Die Bühne: Sie besteht aus einem überdimensionalen schrägen Spiegel, ähnlich wie ihn Katrin Brack für das neue »Draußen vor der Tür« im Thalia in Hamburg konstruierte. Hier sieht sich zunächst nur das Publikum in ihm gespiegelt, der Hauptdarsteller und Ich-Erzähler sitzt angeleuchtet im ersten Rang und spricht seinen Prolog, ein Kurzauszug aus den ersten Seiten des Buches: »Natürlich bleibt immer noch Selbstmord… ich bereue nichts, ich habe meine Arbeit getan, sonst nichts.«
Die Handlung: Auf die Bühne steigen fünf schwarzgekleidete militärisch anmutende Menschen, zwei Männer drei Frauen. Breitbeinig bauen sie sich vor dem Spiegel auf. Sie erzählen im Sprechgesang erst über eine Jagd, dann über 1000 Leichen im Wald, die man fand, als man neue Gruben ausheben wollte. Die Gruppe wirkt zunächst wie ein monolithischer Block und rezitiert zusammenhanglos Gespräche aus dem ersten Teil des Buches, die der Ich-Erzähler (»all das Böse drang in mein Leben und nichts davon kann wiedergutgemacht werden«) während seines ersten Einsatzes hinter der Front in den ukrainischen Dörfern angehört hat. Er spricht auch mit Vorgesetzten über »Die Unverhältnismäßigkeit zwischen der Leichtigkeit, mit der es sich tötet und der unendlichen Schwierigkeit, mit der gestorben wird« und fragt sich: »Wer wird all diese getöteten Juden, all diese jüdischen Kinder beweinen?«
Zeichen seiner Menschlichkeit
Durch die Aufspaltung in einen Erzähler, der weitab sitzt und einer Gruppe von Agierenden vorne vor dem Spiegel, gelingt es, die Distanz sichtbar zu machen zwischen Erzählerperspektive und Erlebnisebene. Der Block löst sich langsam auf, die Personen beginnen pantomimisch ihren Sprechgesang zu begleiten, immer klarer werden die Handlungen, erschließen sich aus den Gesprächsversatzstücken, der Erzähler wird nun mit in die Handlungen hineingezogen. Es geht um Situationen an den Rändern der Gruben, in denen das Wasser knietief steht und man die »Sardinentechnik« anwendet: Die zu Erschießenden müssen sich auf die bereits Erschossenen legen. Alles ist überliefert, nichts davon ist ausgedacht. »Ich lief über die toten Juden, versank bis zu den Knöcheln in Blut und Schlamm«. Dies alles wird kaum gespielt, nur erzählt in knappem militärischem Jargon. Dann hebt sich der Spiegel, gibt eine Grube frei, dorthin stürzen die SS-Menschen wie in einen Abgrund. Die Wut, der Sadismus, die Gewalttätigkeiten, sie sind für den Ich-Erzähler am Ende dieser Szene Ausdruck dessen, daß der Mensch »mit dem Gefühl, seinen Mitmenschen solche Gewalt anzutun, nicht fertig wird, Zeichen seiner Menschlichkeit«.

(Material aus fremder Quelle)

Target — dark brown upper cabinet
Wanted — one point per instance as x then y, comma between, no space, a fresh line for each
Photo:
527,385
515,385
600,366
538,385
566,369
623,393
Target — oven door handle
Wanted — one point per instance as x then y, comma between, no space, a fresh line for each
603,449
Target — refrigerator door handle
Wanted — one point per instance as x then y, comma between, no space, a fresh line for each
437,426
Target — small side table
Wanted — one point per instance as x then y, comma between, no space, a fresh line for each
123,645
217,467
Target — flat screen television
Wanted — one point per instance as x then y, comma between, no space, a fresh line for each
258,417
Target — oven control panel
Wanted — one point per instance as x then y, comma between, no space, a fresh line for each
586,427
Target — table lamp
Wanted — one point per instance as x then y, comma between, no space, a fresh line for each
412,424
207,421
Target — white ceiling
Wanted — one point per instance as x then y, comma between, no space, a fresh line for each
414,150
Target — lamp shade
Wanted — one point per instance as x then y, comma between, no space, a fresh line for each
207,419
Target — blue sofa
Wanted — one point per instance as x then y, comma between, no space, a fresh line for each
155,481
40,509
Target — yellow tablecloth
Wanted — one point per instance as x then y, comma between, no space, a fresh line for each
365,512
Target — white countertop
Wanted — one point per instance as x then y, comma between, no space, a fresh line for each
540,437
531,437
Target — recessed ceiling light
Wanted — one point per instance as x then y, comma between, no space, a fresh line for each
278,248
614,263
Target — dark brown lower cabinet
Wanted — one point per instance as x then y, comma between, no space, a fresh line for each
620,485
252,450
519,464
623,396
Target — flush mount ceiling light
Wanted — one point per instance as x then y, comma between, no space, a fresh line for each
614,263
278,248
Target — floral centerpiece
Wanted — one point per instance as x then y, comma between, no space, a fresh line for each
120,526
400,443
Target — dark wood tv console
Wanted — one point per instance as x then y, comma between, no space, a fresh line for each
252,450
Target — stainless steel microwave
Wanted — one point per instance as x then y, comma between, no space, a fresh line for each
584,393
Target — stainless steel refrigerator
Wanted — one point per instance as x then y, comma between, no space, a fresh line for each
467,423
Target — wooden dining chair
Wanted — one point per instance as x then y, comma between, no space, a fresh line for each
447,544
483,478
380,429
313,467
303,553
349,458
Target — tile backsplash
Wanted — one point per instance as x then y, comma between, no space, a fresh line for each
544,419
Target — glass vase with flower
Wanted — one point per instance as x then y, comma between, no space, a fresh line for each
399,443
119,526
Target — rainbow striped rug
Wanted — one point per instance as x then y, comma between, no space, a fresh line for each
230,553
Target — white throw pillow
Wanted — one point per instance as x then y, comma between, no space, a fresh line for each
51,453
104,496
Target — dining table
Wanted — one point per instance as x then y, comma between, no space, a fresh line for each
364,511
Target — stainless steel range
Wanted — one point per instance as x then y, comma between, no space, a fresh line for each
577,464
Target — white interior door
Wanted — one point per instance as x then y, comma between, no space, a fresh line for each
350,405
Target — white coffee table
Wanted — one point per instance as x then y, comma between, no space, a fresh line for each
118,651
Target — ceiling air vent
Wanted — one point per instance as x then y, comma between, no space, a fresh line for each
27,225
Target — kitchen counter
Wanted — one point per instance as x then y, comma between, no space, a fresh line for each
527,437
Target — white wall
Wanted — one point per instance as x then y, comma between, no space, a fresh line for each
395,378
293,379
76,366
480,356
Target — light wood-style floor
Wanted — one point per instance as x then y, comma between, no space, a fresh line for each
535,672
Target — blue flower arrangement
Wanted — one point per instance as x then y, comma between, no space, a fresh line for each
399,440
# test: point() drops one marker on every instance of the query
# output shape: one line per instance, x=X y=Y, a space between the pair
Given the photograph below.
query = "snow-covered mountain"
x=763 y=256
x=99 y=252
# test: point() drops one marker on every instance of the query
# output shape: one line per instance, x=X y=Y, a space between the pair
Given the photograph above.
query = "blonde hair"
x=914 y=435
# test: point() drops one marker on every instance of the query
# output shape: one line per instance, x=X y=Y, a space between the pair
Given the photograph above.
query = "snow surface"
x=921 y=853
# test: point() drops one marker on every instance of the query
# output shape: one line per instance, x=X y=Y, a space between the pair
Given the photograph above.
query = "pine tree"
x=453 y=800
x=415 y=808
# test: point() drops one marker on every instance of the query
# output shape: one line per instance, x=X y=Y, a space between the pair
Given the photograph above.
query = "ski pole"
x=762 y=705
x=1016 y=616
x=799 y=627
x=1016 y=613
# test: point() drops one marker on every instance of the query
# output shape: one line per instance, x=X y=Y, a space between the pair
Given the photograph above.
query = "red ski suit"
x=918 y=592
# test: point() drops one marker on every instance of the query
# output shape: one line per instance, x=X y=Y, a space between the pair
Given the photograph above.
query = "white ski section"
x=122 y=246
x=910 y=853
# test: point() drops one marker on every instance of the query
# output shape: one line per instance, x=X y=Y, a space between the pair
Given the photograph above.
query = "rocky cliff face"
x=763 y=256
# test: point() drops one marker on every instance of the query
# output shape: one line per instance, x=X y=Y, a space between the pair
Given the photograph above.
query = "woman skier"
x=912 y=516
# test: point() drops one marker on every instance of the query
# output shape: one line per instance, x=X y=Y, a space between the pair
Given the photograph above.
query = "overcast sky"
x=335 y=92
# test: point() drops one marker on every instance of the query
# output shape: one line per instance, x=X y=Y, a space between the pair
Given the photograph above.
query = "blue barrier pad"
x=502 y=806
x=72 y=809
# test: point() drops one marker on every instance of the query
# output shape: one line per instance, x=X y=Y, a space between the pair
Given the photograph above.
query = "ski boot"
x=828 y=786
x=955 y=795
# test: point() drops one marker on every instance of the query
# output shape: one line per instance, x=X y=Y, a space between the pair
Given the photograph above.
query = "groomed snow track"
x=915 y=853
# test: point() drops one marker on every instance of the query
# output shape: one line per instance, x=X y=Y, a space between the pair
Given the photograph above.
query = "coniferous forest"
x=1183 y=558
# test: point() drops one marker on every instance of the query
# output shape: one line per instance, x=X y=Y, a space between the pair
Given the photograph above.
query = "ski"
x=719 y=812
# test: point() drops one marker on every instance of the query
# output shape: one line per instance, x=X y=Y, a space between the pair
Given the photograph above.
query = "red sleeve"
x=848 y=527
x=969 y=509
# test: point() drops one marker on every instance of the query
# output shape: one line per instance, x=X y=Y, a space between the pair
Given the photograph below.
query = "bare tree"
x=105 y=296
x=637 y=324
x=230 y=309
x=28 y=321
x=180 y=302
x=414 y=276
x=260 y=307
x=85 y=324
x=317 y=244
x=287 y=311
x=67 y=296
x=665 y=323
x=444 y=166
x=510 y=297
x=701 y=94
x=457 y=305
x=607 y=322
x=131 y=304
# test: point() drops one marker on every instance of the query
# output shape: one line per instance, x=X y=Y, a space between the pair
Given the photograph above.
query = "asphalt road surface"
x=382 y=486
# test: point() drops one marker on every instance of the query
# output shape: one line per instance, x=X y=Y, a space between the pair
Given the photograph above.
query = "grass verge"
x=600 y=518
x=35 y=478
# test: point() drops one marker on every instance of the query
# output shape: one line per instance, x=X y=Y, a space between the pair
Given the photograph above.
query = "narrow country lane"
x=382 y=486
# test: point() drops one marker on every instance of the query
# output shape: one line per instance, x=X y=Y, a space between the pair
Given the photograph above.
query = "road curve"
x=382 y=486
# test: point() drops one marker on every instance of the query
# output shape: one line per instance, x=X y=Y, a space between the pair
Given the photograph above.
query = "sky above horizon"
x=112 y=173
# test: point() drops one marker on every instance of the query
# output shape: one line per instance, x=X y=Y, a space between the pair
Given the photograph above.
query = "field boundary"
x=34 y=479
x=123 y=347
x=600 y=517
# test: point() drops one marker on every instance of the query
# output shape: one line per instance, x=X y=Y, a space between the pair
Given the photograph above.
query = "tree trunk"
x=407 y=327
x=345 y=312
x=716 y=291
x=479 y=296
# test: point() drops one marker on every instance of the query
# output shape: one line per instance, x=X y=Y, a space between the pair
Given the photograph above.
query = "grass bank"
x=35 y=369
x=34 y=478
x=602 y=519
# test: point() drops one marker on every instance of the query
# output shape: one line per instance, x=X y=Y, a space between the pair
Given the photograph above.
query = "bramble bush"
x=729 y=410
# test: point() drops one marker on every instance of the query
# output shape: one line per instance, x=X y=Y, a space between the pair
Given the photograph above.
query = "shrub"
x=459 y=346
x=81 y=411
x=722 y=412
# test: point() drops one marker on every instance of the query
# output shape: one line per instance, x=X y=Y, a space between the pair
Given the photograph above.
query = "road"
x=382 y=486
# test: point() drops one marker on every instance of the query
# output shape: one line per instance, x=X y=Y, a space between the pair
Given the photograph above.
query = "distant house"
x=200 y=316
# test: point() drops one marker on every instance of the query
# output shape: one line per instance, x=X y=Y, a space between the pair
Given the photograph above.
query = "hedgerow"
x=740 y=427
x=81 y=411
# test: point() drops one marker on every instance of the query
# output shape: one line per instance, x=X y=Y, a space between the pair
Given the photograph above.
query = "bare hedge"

Willst du deiner Mutter keinen Kuss geben?
Die nächste Szene ist in rotes Licht getaucht, wie Lemuren kriechen verwundete Menschen im Kessel von Stalingrad. Hungernde, Verletzte, Sterbende, Kannibalismus: Das Pendel schlägt zurück, es kann kein Dulden fundamentalen Mordens geben, eines Tages rächt es sich. Im nächsten Bild, dem weißen, wird der Blick auf die Heimat geworfen: Lazarett, Verwundung, Erholungsaufenthalt führen beim Erzähler doch nur zu Mord und Totschlag, diesmal im Privaten, da es nicht mehr drauf ankommt. Seine Mutter fragt ihn solange »Willst du deiner Mutter keinen Kuss geben !?«, bis er sie umbringt. »Die Schule der Verrohung«, von der Julia Voss in ihrer Buchrezension in der FAZ schrieb, lässt den Protagonisten nur noch zwischen seinen Alpträumen rasen. Die Schauspieler gehen kaum noch aufrecht, sie kriechen viel, ducken sich, fallen und wälzen sich. Das wirkt nicht übertrieben, nicht hysterisch. Von oben wird alles wie in einem Kaleidoskop ins Mehrfache gespiegelt, nochmals neigt sich der Spiegel stärker, zieht seine untere Flanke nach hinten und gibt eine sehr niedrige Bühne frei, auf der sich die Spieler hindurchgehend bücken müssen.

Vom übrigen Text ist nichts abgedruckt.